Amazon.com Inc. is testing drones that it hopes will soon deliver packages to customers, company CEO Jeff Bezos says.

In an interview that aired Sunday on CBS's 60 Minutes, Bezos said the small, unmanned aircraft could deliver packages that weigh up to 2.3 kilograms to homes or about 86 per cent of the items the company currently delivers. The drones could fly within 16 kilometres of the company's distribution centres, covering a significant portion of the population in urban areas.

The aim would be half-hour delivery. The company hopes to deploy the drones within five years.

A video from the Seattle-based company showed a drone labelled "Amazon PrimeAir" taking a package from a distribution centre to a customer's front yard. 

"In urban areas, you could actually cover very significant portions of the population," Bezos said. "It won't work for everything — we're not going to deliver kayaks or table saws this way. These are electric motors, so this is all electric. It's very green.

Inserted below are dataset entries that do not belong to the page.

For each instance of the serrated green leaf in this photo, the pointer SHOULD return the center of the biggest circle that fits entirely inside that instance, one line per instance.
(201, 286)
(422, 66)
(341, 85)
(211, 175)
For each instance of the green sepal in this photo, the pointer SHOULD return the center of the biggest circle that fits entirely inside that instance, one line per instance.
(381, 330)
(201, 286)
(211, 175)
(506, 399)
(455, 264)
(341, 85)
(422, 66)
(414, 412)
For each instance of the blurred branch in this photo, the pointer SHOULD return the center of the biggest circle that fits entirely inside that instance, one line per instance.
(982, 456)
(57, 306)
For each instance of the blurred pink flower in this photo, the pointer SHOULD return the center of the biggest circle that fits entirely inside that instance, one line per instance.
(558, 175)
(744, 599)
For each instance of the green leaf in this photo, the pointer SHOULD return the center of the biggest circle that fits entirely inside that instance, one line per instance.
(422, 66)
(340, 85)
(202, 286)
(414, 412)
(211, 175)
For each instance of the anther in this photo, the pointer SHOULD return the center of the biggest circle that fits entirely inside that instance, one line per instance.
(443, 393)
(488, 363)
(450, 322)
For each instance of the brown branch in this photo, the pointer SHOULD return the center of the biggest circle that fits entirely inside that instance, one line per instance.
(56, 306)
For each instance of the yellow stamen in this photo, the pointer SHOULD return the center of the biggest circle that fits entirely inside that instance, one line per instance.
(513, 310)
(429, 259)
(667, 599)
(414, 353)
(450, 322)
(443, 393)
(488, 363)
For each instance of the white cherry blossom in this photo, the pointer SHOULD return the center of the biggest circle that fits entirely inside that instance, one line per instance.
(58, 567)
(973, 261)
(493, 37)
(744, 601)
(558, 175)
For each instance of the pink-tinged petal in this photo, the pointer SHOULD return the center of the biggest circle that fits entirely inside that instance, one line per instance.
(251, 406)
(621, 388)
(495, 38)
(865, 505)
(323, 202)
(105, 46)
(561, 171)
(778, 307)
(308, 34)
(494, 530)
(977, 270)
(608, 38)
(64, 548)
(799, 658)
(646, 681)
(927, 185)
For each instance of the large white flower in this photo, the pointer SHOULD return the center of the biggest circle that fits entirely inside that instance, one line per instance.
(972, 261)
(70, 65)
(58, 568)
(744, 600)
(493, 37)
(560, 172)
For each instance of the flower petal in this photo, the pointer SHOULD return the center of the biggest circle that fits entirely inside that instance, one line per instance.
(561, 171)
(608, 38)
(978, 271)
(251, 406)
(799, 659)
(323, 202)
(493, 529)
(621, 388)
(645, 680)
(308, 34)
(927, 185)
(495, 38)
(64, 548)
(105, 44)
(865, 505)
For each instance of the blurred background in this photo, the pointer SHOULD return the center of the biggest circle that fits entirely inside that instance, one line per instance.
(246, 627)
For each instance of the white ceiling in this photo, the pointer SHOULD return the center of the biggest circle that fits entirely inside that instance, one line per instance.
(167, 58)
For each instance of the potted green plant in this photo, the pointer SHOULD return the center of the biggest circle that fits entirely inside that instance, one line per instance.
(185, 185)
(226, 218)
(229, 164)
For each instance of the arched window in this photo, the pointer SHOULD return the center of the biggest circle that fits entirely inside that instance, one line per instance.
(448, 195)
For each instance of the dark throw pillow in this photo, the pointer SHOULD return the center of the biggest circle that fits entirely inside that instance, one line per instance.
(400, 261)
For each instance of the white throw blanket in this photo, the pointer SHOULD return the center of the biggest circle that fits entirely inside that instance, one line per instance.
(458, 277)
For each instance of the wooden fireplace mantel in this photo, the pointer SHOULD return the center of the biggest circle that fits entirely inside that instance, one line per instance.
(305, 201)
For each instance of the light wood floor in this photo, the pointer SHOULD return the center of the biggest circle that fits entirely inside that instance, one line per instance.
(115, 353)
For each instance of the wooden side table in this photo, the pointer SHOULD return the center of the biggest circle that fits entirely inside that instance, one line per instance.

It's better than driving trucks around."

The drones would be autonomous, flying to programmed GPS co-ordinates.

"The hard part here is putting in all the redundancy, all the reliability, all the systems you need to say — look, this thing can't land on somebody's head while they're walking around their neighbourhood."

Bezos said the drones couldn't be put in place until 2015 because it would take that long to work out regulations with the U.S. Federal Aviation Administration. He said he optimistically hopes the drones could be delivering packages in four or five years. 

"It will work and it will happen and it's going to be a lot of fun," he said.

The FAA currently forbids the use of commercial drones. That is expected to change in 2015 when its Drones Act, which was passed last year, will require commercial jets and drones to share the same air space.

In Canada, commercial drones have been allowed since 2008, but current laws require commercial operators to file a Special Flight Operation Certificate with Transport Canada for every flight.

Drones have already been used to deliver packages and cakes in China and beer at a South African music festival, Domino's Pizza also released a video earlier this year suggesting that one of its U.K. franchises was experimenting with drones for pizza delivery.